In large networks, it can be a daunting task to properly understand your network assets and the associated software. Technology has made this easier, but larger businesses can have tens of thousands of assets with 30 or more software programs on each asset. A network of that size requires rock-solid processes and procedures to properly identify and implement vulnerability management techniques. This is why it's essential to understand your assets and what each asset means to the overall function of the business, and to do a complete inventory of the software and firmware on each asset.

Critical assets, by definition, should be the top prioritized event for vulnerability patches. Unfortunately, it is not always as simple as identifying a vulnerability and patching those critical assets. It's important to identify the specific function those critical assets perform as well as times to update those assets. For most IT systems, this is more often than not determined by the redundancy of the assets (multiple servers linked together) or an off-hour approach to applying patches. In an OT environment, it becomes more difficult to identify times for updates since most OT assets are functioning in a 24-hour capacity. To lessen the burden, each business must fully understand each asset’s function and work with the appropriate owners of those critical assets to identify the best possible time for an update.

Understanding the Weakest Link

The weakest link in any cybersecurity program is the people. While it is not the only thing which can go wrong with a vulnerability management program, it is usually the biggest factor.

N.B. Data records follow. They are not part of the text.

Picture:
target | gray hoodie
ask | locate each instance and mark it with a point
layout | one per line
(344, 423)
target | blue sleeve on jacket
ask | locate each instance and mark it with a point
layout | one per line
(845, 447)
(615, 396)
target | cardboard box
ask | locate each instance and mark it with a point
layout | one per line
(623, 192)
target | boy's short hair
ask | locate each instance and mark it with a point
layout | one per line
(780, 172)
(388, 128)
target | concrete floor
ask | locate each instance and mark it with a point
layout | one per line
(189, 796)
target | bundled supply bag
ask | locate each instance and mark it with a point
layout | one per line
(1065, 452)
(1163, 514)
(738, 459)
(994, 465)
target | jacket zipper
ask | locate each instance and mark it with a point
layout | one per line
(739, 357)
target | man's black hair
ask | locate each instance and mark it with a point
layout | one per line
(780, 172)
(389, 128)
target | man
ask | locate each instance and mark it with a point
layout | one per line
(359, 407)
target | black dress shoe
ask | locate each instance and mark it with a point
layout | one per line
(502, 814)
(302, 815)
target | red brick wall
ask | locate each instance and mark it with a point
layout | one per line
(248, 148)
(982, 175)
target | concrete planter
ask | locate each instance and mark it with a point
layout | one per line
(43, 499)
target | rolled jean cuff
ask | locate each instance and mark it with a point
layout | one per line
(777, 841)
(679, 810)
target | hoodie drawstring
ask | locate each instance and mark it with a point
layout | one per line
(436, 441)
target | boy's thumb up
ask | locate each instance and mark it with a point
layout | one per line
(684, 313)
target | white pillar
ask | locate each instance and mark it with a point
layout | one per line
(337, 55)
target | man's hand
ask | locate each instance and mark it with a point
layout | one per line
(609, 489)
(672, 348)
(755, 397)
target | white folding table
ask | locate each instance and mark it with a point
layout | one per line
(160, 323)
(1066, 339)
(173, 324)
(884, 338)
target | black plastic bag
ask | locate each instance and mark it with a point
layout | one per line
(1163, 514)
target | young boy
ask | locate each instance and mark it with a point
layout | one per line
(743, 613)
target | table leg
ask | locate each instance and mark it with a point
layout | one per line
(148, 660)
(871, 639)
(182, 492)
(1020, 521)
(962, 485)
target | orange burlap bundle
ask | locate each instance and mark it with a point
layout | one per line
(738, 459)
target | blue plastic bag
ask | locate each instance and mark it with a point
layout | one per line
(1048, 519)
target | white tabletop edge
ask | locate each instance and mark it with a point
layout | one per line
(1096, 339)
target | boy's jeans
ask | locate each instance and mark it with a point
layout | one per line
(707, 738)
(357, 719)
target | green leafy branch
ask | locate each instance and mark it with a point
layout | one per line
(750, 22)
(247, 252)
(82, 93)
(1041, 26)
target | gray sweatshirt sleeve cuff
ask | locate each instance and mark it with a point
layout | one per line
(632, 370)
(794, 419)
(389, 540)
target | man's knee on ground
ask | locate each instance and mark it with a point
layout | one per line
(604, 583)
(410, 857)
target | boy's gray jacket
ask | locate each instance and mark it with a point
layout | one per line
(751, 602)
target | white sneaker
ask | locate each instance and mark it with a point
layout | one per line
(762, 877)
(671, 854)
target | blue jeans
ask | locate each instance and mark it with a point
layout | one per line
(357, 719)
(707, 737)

The human element touches on all aspects of the vulnerability management program: from the selection and implementation of technology, the development of processes and procedures, to the training and education of the workforce. A basic concept of cybersecurity is that attacker only needs to be right once, while the defender always has to be right. This is a “zero sum” game where the defenders are only able to mitigate so many actions before there is a problem. Due to this, it is more important than ever to understand the different ways to handle the human factor.

Processes, procedures, training, and education are the key elements to mitigating the human factor. But, if the people are creating these processes, procedures, training, and education, how do you remove the human element? The best way is to develop routine reviews of every possible human-related action. While this may seem cumbersome, it is vital for vulnerability management processes. Reviews are designed to help identify and eliminate wasteful actions or to streamline complicated processes. The secret to performing helpful and effective reviews is fresh eyes. Identify a group of individuals who do not work inside the processes day in and day out and then receive input from all parties involved.


While technology can identify risk, a successful vulnerability management program is built on a foundation of people and process. When implementing a vulnerability management program, you must first identify the assets and programs on your network before you can understand the threat landscape. More importantly, you must understand that the human factor is the weakest link and ensure processes are in place to mitigate the risk of human error.